Example: hashcat -a # -m # -w # CrackMe.txt

The types of attackmodes are:

• Straight - Tries the exact words that are in your chosen wordlist(s), with no modifications other than rules.

• Combination(Combinator) - Combines the current word with the rest of the words in the wordlist.

If your wordlist was:

aa

bb

cc

dd

It woud generate hashes for the keys: aabb, aacc, aadd, bbcc, bbdd, ccdd, with no modifications other than rules.

• Brute-Force - Tries all combinations from a given Keyspace. It is the easiest of all the attacks.

• Hybrid Wordlist+Mask - "The hybrid attack is just a Combinator attack. One side is simply a dictionary, the other is the result of a Brute-Force attack. In other words, the full Brute-Force keyspace is either appended or prepended to each of the words from the dictionary. Hence the name, “hybrid”."

• Hybrid Mask+Wordlist - Same as "Hybrid Mask+Wordlist" above but swapped.

• Association - This attack is not yet ready. More info can be found here.

There are a lot of hashtypes so I won't try to list them here but these can be found with hashcat --help | less and running down till we find the list. We can also grep for specific hash types as well. hashcat --help | grep NTLM.

The workload profile is something we use to speed up the process but can make it so the rest of the computer is slow as it uses much more processing power.
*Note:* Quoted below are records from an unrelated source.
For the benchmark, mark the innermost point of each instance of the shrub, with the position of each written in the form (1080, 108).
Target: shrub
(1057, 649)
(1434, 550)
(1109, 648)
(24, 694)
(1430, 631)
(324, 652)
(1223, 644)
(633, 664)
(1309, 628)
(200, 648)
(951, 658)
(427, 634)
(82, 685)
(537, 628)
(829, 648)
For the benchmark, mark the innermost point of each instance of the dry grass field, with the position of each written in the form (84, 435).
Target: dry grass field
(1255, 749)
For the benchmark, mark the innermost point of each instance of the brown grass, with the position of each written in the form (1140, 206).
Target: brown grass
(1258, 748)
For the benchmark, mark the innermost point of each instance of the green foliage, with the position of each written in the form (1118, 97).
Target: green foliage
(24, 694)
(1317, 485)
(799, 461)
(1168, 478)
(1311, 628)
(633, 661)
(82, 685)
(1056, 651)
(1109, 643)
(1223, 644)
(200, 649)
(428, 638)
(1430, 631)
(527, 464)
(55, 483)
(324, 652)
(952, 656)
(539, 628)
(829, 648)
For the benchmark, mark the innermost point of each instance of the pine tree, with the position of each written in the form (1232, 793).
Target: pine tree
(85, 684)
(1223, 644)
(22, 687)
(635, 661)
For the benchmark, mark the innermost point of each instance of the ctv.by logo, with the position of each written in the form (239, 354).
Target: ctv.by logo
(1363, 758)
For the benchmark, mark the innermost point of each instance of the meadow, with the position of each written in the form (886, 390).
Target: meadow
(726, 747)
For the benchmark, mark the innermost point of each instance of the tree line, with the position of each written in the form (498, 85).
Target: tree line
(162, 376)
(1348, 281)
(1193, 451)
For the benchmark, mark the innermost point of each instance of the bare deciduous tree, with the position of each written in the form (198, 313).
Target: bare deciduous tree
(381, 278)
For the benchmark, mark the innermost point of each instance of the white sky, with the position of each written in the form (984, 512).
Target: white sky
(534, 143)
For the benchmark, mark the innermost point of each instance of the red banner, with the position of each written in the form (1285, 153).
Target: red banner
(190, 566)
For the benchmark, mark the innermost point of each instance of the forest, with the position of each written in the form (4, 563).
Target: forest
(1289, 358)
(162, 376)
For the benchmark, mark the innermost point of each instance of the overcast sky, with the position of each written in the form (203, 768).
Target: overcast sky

Workload Profile types are:

Dictionary

If we want to use a dictionary attack, like using rockyou.txt for example

hashcat -a 0 -w 3 -m 22000 -w 3(hash file) (wordlist)

Depending on your hardware, the dictionary you chose, and the password, this may take some time. You can press S for a status to see the time time estimated on finishing, as well as the updated "Recovered.Total" to see the recovered keys"

We can run the same command again with --show appended to the end to see our cracked passwords.

Brute Force

If we wanted to run a brute force attack rather than a dictionary attack, it's a similar command

hashcat -a 3 -w 3 -m 22000 -w 3 (hash file) '?l?l?l?l?l?l?l'

Replace the ?l with whatever we deem fit.

• ?l = a-z

• ?u = A-Z

• ?d = 0-9

• ?h = 0-9a-f

• ?H = 0-9A-F

• ?s = !"#$%&'()*+,-./:;<=>?@[]^_`{|}~

• ?a = ?l?u?d?s

• ?b = 0x00 - 0xff

This will cover the basics of the hash cracking with hashcat but it can get SO much more advanced with hashcat.